5 files changed, 82 insertions, 14 deletions
diff --git a/ChangeLog b/ChangeLog
index 222789bc2..a3f194dee 100644
--- a/ChangeLog
+++ b/ChangeLog
@@ -1,3 +1,10 @@
+2010-03-22  Peter Stephenson  <p.w.stephenson@ntlworld.com>
+
+	* 27812: Doc/Zsh/zle.yo, Src/Zle/zle.h, Src/Zle/zle_refresh.c,
+	Src/Zle/zle_utils.c: when wchar_t contains Unicode code points,
+	use private area to put bytes that don't form characters for
+	special display.
+
 2010-03-22  Peter Stephenson  <pws@csr.com>
 
 	* 27822: Src/hist.c, Src/lex.c, Src/zle_params.c,
@@ -12949,5 +12956,5 @@
 
 *****************************************************
 * This is used by the shell to define $ZSH_PATCHLEVEL
-* $Revision: 1.4941 $
+* $Revision: 1.4942 $
 *****************************************************
diff --git a/Doc/Zsh/zle.yo b/Doc/Zsh/zle.yo
index 91c13a563..0e2fea5bd 100644
--- a/Doc/Zsh/zle.yo
+++ b/Doc/Zsh/zle.yo
@@ -2286,6 +2286,20 @@ angle brackets.  The number is the code point of the character in the wide
 character set; this may or may not be Unicode, depending on the operating
 system.
 )
+item(Invalid multibyte characters)(
+If the tt(MULTIBYTE) option is in effect, any sequence of one or more
+bytes that does not form a valid character in the current character
+set is treated as a series of bytes each shown as a special character.

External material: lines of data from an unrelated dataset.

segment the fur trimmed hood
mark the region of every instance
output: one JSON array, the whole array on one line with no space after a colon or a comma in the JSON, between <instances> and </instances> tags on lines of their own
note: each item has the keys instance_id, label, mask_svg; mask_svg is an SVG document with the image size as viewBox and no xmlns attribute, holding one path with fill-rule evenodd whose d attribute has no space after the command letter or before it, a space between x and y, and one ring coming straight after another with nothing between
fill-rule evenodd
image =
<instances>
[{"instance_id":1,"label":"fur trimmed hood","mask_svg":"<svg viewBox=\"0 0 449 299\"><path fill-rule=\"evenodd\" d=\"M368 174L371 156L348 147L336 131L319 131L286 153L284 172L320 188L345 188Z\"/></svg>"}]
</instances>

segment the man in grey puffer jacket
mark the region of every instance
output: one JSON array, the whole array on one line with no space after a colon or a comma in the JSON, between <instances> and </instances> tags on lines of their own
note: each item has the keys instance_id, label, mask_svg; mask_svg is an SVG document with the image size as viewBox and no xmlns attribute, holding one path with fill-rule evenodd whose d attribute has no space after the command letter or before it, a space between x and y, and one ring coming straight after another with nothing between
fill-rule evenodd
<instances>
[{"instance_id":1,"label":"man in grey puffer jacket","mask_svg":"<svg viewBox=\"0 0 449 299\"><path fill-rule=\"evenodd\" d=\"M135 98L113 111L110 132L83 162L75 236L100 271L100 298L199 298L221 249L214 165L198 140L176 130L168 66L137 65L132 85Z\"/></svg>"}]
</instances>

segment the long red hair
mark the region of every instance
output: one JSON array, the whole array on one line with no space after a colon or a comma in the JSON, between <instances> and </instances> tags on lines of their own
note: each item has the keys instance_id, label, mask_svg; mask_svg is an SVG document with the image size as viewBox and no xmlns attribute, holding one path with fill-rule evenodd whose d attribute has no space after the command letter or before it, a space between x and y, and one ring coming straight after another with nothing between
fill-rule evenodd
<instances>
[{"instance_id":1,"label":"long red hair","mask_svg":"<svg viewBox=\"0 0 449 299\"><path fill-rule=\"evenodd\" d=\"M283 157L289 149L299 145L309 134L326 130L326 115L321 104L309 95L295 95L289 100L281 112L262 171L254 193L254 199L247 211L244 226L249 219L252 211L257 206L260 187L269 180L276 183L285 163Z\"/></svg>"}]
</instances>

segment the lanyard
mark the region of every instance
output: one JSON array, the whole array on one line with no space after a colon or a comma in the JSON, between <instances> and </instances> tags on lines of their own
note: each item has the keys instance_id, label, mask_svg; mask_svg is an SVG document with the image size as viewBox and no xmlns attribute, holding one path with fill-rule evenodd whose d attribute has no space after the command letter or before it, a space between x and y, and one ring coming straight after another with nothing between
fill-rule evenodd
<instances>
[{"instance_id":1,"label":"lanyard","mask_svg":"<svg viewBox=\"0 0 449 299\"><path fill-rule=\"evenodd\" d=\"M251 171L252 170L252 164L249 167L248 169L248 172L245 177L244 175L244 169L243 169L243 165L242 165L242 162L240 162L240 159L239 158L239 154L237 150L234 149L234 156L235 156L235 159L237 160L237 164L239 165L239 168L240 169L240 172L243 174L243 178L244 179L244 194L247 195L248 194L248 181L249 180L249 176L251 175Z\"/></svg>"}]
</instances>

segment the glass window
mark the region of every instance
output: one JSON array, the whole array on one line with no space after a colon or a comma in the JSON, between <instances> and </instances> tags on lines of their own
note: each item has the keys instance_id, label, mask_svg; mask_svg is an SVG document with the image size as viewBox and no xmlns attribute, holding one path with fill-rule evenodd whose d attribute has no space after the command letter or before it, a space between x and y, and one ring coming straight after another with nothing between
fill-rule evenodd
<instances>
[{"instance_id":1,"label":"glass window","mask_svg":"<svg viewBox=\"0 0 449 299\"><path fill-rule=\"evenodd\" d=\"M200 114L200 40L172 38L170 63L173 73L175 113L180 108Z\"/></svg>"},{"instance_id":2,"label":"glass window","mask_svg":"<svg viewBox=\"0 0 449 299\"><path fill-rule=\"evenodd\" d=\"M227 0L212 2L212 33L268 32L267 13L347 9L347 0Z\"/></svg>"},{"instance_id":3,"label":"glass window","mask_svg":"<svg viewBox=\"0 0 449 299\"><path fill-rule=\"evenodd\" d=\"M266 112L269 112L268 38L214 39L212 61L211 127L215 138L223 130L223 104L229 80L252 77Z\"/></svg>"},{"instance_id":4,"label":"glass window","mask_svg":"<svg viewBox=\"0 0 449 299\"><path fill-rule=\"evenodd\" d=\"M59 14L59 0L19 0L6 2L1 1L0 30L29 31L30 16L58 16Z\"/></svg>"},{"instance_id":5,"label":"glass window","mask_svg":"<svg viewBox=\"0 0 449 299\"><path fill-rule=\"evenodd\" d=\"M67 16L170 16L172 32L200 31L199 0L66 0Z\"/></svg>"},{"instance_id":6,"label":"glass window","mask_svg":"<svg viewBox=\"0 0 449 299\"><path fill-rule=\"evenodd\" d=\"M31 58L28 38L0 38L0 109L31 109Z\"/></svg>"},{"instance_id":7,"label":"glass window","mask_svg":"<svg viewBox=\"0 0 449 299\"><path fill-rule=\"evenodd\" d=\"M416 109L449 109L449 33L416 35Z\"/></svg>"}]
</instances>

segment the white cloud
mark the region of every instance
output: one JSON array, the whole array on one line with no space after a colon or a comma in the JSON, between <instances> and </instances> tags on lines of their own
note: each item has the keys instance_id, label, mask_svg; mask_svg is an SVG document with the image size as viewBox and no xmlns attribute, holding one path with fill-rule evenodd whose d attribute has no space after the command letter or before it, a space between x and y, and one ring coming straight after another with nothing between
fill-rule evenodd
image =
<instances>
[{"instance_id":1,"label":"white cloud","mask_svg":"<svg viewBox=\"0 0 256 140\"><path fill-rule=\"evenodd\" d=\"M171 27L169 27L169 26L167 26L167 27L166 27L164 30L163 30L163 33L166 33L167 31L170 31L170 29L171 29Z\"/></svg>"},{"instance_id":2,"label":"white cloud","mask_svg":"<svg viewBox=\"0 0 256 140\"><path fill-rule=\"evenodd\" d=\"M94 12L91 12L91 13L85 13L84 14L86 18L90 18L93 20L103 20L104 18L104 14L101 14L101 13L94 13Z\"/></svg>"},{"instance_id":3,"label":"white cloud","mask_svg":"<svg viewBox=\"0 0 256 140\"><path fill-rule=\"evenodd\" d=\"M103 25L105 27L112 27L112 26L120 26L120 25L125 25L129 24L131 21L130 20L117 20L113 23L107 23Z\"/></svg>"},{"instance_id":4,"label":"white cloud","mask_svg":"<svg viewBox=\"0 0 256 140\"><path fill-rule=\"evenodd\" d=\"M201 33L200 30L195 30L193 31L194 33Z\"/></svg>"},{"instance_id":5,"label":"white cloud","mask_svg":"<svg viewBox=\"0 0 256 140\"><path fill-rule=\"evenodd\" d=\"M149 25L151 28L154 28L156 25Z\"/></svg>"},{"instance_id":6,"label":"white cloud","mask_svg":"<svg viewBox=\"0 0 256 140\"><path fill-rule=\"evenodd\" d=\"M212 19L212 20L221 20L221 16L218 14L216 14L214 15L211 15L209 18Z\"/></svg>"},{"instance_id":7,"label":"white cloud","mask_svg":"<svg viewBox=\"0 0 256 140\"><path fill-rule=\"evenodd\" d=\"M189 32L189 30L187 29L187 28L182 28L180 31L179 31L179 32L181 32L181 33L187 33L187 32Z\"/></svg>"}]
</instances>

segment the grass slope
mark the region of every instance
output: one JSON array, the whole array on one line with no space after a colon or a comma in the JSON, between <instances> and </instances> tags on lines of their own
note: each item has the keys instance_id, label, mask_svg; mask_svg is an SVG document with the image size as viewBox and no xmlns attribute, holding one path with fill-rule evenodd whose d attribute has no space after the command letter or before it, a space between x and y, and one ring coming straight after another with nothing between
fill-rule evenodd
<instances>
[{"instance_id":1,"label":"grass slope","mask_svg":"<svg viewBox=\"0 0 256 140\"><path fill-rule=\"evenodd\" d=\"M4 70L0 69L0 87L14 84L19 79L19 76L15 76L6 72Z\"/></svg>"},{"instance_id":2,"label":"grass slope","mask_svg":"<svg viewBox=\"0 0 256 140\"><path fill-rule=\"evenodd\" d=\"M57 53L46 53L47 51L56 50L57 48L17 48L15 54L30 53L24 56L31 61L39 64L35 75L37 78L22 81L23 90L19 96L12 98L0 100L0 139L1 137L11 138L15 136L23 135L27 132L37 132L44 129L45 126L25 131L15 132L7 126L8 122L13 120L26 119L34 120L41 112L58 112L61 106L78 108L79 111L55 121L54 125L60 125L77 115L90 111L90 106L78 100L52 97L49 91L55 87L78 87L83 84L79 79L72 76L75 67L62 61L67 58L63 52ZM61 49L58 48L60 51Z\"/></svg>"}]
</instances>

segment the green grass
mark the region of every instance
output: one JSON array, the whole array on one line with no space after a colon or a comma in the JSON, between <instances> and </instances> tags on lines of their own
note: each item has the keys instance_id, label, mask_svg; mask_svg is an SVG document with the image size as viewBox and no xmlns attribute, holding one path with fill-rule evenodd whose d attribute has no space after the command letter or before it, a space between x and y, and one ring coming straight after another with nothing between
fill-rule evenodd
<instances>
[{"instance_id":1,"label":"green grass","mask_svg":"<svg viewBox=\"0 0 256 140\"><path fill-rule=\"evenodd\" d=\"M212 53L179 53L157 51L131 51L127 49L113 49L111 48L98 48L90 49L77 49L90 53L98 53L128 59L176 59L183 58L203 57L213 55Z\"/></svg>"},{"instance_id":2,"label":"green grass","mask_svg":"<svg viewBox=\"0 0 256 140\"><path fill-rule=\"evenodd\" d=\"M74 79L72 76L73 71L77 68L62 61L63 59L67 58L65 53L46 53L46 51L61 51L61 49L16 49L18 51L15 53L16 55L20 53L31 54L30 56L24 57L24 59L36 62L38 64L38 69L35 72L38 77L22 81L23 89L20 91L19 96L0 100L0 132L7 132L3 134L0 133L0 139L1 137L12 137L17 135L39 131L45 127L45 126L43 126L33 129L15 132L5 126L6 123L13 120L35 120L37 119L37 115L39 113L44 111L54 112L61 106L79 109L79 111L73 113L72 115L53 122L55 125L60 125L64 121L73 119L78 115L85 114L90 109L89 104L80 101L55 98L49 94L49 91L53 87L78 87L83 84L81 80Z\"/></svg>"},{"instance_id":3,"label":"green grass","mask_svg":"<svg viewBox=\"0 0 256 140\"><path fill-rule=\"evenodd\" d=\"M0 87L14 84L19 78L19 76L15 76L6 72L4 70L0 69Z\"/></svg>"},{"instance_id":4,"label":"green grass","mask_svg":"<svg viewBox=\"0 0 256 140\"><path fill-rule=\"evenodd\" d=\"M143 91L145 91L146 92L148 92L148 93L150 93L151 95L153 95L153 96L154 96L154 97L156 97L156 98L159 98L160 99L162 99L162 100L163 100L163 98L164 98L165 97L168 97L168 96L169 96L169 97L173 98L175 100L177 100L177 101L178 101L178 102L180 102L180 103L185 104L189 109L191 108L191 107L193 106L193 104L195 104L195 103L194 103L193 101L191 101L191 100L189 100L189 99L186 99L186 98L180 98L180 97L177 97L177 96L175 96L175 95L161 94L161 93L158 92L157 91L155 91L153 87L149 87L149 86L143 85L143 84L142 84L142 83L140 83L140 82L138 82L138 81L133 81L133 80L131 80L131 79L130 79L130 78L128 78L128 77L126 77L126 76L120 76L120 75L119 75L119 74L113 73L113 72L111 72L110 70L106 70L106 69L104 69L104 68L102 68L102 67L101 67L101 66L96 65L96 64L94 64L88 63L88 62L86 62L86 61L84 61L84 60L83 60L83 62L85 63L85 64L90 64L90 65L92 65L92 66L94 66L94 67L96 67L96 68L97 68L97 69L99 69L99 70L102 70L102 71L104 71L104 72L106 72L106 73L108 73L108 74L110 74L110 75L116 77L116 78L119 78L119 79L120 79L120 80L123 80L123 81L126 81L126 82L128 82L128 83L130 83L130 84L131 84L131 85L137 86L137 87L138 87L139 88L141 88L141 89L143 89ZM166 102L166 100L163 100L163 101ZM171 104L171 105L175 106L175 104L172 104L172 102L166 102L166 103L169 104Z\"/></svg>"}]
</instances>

+This case can be distinguished from other unprintable characters
+as the bytes are represented as two hexadecimal digits between angle
+brackets, as distinct from the four or eight digits that are used for
+unprintable characters that are nonetheless valid in the current
+character set.
+
+Not all systems support this: for it to work, the system's representation of
+wide characters must be code values from the Universal Character Set,
+as defined by IS0 10646 (also known as Unicode).
+)
 enditem()
 
 If tt(zle_highlight) is not set or no value applies to a particular
diff --git a/Src/Zle/zle.h b/Src/Zle/zle.h
index 577a4442f..32f3e59f6 100644
--- a/Src/Zle/zle.h
+++ b/Src/Zle/zle.h
@@ -419,6 +419,20 @@ typedef struct {
 typedef REFRESH_ELEMENT *REFRESH_STRING;
 
 
+#if defined(MULTIBYTE_SUPPORT) && defined(__STDC_ISO_10646__)
+#define ZSH_INVALID_WCHAR_BASE	(0xe000U)
+#define ZSH_INVALID_WCHAR_TEST(x)			\
+    ((unsigned)(x) >= ZSH_INVALID_WCHAR_BASE &&		\
+     (unsigned)(x) <= (ZSH_INVALID_WCHAR_BASE + 255u))
+#define ZSH_INVALID_WCHAR_TO_CHAR(x)			\
+    ((char)((unsigned)(x) - ZSH_INVALID_WCHAR_BASE))
+#define ZSH_INVALID_WCHAR_TO_INT(x)			\
+    ((int)((unsigned)(x) - ZSH_INVALID_WCHAR_BASE))
+#define ZSH_CHAR_TO_INVALID_WCHAR(x)		\
+    ((wchar_t)(STOUC(x) + ZSH_INVALID_WCHAR_BASE))
+#endif
+
+
 #ifdef DEBUG
 #define METACHECK()		\
 	DPUTS(zlemetaline == NULL, "line not metafied")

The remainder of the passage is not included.